Dubagunta Rosamma, the woman who led the famous anti-liquor movement in united Andhra Pradesh in early 1990s, died on Sunday. She was 93. According to family members, she died of ill health in her village Dubagunta in Nellore district of Andhra Pradesh. Her real name was Vardhineni Rosamma but she became famous as Dubagunta Rosamma after the village became famous for the women's movement against arrack, a low-cost local liquor that is generally consumed by poor people.
YSR Congress party chief and Leader of Opposition in the state assembly Y.S. Jaganmohan Reddy condoled the death of Rosamma. Along with neo-literate women of the region Rosamma launched the fight after two adult literacy programme employees were abused by a couple of drunken villagers in 1992. The women's movement highlighted their sufferings as the men were resorting to violence against women and spending a major part of their income on arrack. Armed with broomsticks, chilli powder and sticks, the women attacked the arrack shop in the village and forced it to shut down.

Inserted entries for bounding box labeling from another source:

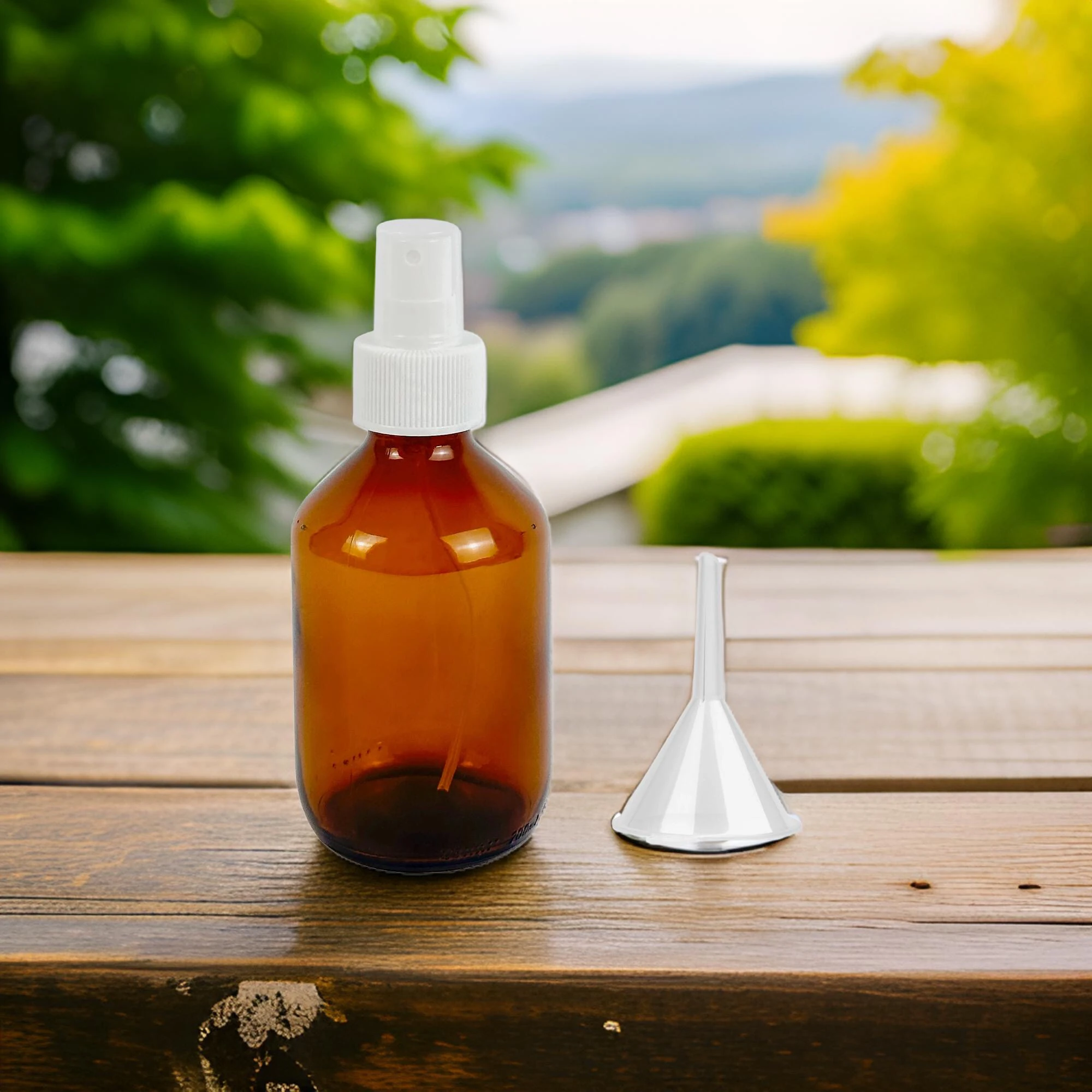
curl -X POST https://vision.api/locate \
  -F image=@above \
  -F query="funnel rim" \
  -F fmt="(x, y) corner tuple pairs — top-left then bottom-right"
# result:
(610, 811), (804, 854)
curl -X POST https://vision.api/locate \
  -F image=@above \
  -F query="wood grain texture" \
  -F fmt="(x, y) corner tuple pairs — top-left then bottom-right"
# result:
(0, 786), (1092, 975)
(0, 670), (1092, 792)
(0, 964), (1092, 1092)
(6, 550), (1092, 642)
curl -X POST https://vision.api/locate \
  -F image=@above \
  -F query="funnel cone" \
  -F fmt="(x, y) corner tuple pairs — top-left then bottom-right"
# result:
(610, 554), (803, 853)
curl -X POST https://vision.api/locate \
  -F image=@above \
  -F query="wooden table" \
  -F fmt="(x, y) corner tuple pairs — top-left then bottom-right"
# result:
(0, 550), (1092, 1092)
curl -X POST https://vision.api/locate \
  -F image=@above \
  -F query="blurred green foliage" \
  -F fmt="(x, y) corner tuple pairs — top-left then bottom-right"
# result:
(497, 242), (691, 322)
(633, 418), (937, 548)
(480, 322), (594, 425)
(584, 236), (822, 383)
(0, 0), (522, 550)
(499, 236), (823, 385)
(768, 0), (1092, 546)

Motivated by the Dubagunta example, women throughout Nellore district joined the anti-liquor movement. Soon it spread to other districts, forcing then Chief Minister K. Vijayabhaskara Reddy to ban arrack with effect from October 1, 1993. However, as the sale of Indian-made foreign liquor (IMFL) continued, the women's organisations fought for a total prohibition. It became a major poll issue in 1994 elections with Telugu Desam Party (TDP) President N.T. Rama Rao promising total prohibition, if voted to power. Soon after taking oath as the chief minister on January 16, 1995, Rama Rao imposed total prohibition.
However, Rama Rao's son-in-law N. Chandrababu Naidu, who led a revolt few months later to become the chief minister, revoked prohibition citing loss of revenue for the state. The activists claimed that he bowed to pressure from the powerful liquor lobby.